The lack of a competitive electricity market in Bulgaria, which has been up for discussion for years, is the cause of expensive wholesale electricity. Late last year prices for free-market businesses went up. Employers then said it was manipulation on the market, as a limited number of players participated in it.
"At that time, there were two vendors - Kozloduy NPP and Maritsa Iztok 2 TPP - small volumes that raised the price with huge percentages, while at the same time in the nine months of last year the increase of the electricity at NPP and the state power plant is under 5%, then where did the difference come from? ", the head of the Industrial Capital Association Vassil Velev said before the newspaper Sega.
According to him, the price increase at the end of last year and early this year was devoid of economic logic and was the result of speculation. As a result, under the threat of protests, the National Assembly voted amendments to the Energy Act, with which traders on the stock exchange will become more. One major overhaul is green power plants with a capacity of over 4 megawatts and co-generators also sell their electricity at freely negotiated prices. That is why the business has called on the head of state Rumen Radev to promulgate the new Energy Act more quickly. The effect, however, will eventually be felt in months.
EC experts report that electricity prices in Europe have risen in most countries in the last three months of last year. But where is better connectivity to energy systems and more competition, the price is retained. In countries like Greece and Italy, which remain relatively isolated, the price is higher. Italy is also a net importer of electricity, which is also a factor in keeping Europe's highest price at the end of 2017.

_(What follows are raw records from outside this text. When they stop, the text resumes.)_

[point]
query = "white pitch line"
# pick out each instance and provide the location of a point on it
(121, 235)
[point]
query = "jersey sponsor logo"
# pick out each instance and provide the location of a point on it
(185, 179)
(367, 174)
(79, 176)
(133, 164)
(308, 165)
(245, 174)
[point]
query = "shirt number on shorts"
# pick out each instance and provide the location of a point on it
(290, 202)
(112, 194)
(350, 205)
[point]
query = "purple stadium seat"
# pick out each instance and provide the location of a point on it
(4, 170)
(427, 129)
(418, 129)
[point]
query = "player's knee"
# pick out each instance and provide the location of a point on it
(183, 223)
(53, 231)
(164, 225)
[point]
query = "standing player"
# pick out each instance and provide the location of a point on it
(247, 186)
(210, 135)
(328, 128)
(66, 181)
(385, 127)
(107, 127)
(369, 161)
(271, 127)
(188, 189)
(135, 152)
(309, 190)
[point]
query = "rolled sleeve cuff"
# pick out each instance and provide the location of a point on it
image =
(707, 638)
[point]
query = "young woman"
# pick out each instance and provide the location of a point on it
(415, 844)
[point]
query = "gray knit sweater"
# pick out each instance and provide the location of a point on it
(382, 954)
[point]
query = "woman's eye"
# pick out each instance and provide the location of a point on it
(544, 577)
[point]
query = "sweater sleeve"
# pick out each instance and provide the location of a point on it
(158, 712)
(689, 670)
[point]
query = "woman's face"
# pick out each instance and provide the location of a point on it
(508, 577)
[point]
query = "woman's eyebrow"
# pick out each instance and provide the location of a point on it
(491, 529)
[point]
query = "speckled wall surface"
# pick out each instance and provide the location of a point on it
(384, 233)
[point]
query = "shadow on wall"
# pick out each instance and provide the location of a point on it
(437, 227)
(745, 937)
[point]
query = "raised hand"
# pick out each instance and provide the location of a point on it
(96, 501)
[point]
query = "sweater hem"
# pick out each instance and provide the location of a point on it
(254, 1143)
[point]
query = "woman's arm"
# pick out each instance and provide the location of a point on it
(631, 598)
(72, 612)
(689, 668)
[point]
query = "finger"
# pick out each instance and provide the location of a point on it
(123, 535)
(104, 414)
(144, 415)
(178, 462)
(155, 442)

Wholesale prices are important for the industry and for traders and are usually different from household prices. Eurostat data on retail prices for household consumers at the end of last year showed that the values in our country are the lowest. In the first half of 2017, Bulgarians paid less than 10 euros per 100 kilowatt-hours, while in Denmark and Germany - over 30 euros. However, the comparison is only for the final prices and is not related to the level of income and purchasing power.